I came with an idea ::
First swap elements in the middle pair

Next swap elements in the middle two pairs

Next swap elements in the middle three pairs

iterate n-1 steps.

Ex: with n = 4.

a1 a2 a3 a4 b1 b2 b3 b4

a1 a2 a3 b1 a4 b2 b3 b4

a1 a2 b1 a3 b2 a4 b3 b4

a1 b1 a2 b2 a3 b3 a4 b4

Can someone implement this in C++ . I know the problem asked is quite silly but I am not able to implement this using C++ . Somebody please help !!

OR

If anyone has a solution which takes O(n) time complexity and O(1) space complexity he/she is most welcome to add his code below in comments

Space complexity of O(1) is the priority here .
Thanks in advance

My Code ::
O(n^2 complexity)

Working :::

1st iteration :
abcedfgh
abecdfgh
aebcdfgh

2nd iteration :
aebcfdgh
aebfcdgh

3rd iteration :
aebfcgdh

honeyyadav · September 21, 2017, 4:33pm

Here is your code...

#include 
using namespace std;
void swap(int*,int*);
int main(){
	int n;
	cin>>n;
	int arr[2*n];
	for(int i=0;i<(2*n);i++){
		cin>>arr[i];
	}
	int k=n-1;
	int l=n;
	for(int i=0;i<n-1;i++){
	for(int j=k;j<=l;j+=2){
		swap(&arr[j],&arr[j+1]);
	}
	k--;
	l++;
}
for(int i=0;i<2*n;i++){
	cout<<arr[i]<<" ";
}

}

void swap(int *a, int *b){

int c;

c=*a;

*a=*b;

*b=c;

}

taran_1407 · September 21, 2017, 4:53pm

Time complexity O (N)

Space complexity O (1)

for (int i = 0; i <2*N;i++){

if (i%2==0)System.out.println (ar [i/2]);

else System.out.println(ar [N+i/2]);

}

trashmaster · September 21, 2017, 4:59pm

I think we have to sort the array accordingly not output it.

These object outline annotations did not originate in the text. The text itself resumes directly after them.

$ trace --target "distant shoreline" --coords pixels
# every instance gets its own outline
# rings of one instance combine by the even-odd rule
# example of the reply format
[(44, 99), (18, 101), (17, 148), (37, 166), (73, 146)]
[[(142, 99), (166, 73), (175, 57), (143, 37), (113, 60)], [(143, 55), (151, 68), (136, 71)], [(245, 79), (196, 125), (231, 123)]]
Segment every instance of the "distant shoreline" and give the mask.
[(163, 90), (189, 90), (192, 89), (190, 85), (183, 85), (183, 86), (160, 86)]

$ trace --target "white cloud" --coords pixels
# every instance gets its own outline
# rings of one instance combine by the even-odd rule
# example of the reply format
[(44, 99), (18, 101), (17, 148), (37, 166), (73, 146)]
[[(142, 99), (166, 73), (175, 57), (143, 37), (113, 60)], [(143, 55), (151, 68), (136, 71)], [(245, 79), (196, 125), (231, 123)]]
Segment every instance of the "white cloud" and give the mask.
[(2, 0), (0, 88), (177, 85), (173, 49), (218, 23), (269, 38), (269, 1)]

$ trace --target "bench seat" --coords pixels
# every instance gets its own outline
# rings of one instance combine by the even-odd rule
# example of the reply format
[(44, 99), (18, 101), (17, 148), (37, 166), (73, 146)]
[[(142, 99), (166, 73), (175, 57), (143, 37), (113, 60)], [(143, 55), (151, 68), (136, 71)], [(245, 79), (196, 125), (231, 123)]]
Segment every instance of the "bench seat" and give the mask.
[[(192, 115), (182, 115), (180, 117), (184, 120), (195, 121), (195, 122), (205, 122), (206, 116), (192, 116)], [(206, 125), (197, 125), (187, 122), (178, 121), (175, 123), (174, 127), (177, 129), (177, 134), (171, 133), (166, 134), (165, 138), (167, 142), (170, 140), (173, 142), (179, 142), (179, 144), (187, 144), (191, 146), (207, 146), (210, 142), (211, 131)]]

harrypotter0 · September 21, 2017, 10:29pm

Don’t you think this is O(n^2) time complexity .

harrypotter0 · September 22, 2017, 3:37am

Rightly said we have to sort the array in the given format and also keeping it in-place . For me keeping it in-place is possible but the time complexity runs to O(n^2) . I want an improvement in time complexity . I have updated the post with my code .

harrypotter0 · September 22, 2017, 4:52am

Here is an approach which I guess is O(n) time complexity and O(1) complexity . Correct me if I am wrong .

Here is the proof :

I found following while testing it for input size upto 40

No for loop execution for input sizes:
2,4,6,12,14,20,30,38

for loop executes one time for input sizes:
8,10,18,24,26

for loop executes two times for input sizes:
28

for loop executes three times for input sizes:
16,34,40

for loop executes four times for input sizes:
22,36

for loop executes five times for input sizes:
32